Prequalification of Malaria Medicines Needs to be Taken More Seriously

The Leadership newspaper in Nigeria reported on Sunday the launching of a new artemisinin-based combination therapy (ACT) drug knwon by the trade name ‘Artiquick.’  In order to ensure that it is not just another route to ‘profit-quick’, we looked into the WHO prequalification list to see if the Chinese company ArtePharm that makes the drug was listed.

Prequalification is based on a comprehensive evaluation of “the quality, safety and efficacy of medicinal products, based on information submitted by the manufacturers, and inspection of the corresponding manufacturing and clinical sites.” The resulting lists of malaria, TB, and HIV drugs and diagnostics is meant to guide various national and international health agencies in their procurement of medicines.

dscn7285sm.JPGThough not stated and often not practiced, it would be ideal if these lists also guided various drug regulatory agencies in malaria endemic countries. Although it is a somewhat arduous process to get prequalification, it is possible and necessary – two new medicines containing artesunate-mefloquine were just added in 12 September.

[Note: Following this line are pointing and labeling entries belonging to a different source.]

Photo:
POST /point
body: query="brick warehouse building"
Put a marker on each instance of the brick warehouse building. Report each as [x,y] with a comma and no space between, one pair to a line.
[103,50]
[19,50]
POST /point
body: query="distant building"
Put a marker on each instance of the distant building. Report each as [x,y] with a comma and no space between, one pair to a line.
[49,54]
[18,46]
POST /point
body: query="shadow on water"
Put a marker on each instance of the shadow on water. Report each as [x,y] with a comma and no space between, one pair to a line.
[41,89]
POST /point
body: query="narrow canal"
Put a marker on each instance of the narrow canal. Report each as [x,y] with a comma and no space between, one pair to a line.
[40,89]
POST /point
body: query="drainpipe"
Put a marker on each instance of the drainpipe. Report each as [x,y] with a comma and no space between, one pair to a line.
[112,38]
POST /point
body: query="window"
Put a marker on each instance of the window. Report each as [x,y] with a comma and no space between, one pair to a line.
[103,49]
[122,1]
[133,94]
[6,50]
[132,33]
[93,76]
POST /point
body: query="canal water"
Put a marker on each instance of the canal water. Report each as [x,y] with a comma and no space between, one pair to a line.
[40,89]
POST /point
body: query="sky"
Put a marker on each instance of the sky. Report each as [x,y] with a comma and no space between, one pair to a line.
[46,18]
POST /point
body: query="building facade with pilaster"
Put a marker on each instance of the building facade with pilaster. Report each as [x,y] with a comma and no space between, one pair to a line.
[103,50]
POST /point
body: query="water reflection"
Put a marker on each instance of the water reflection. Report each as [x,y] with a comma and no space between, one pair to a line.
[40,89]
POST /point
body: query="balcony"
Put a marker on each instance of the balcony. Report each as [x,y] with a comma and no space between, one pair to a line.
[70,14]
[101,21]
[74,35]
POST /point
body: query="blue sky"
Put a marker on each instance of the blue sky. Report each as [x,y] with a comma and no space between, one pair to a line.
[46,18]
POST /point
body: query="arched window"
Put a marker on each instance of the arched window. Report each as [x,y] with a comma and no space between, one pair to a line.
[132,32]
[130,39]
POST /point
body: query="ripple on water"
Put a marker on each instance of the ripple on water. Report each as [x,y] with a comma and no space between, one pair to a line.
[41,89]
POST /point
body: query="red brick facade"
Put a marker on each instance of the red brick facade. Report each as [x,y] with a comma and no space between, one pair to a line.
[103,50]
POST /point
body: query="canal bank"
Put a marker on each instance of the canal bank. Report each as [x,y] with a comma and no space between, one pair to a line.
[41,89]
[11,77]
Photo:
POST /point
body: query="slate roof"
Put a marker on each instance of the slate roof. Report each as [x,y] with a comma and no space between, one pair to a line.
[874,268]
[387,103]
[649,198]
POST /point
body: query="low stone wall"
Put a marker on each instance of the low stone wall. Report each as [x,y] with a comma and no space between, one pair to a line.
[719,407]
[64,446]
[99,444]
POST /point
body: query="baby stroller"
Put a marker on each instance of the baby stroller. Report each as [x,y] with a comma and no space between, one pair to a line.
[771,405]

The prequalified list as of today contains 25 anti-malaria products from only 10 companies. ArtePharm is not among them.  Yet the manufacturer made it known that, “the   new  drug   which  has  proven  very  effective  since  early  this  year  when  it  underwent additional clinical trials, Nigeria can, thus, be very hopeful, on attaining the Millennium Development Goals (MDGs) target on malaria come 2015.”  In addition the manufacturer mentioned to the press that ACTs generally were recommended by WHO, implying that any ACT, including their own, was approved by WHO.

Finally the ArtePharm representative made it know that their product was tested and approved by Nigeria’s food and drug agency NAFDAC. NAFDAC does ensure that products contain the labeled ingredients in the labeled amounts and that the drug is safe to use. It is important in the fight against counterfeit drugs. But NAFDAC has approved hundreds of ACTs for sale and use in the country. Unlike WHO, NAFDAC and other national agencies do not have the reach to inspect the production processes at the root.

Hopefully ArtePharm will begin the journey of the prequalification process soonest, and that countries where it sells its product will also encourage that company and many others to take the responsible steps needed to ensure we have quality antimalarials that will actually eliminate disease and not just eliminate money from patients’ pockets.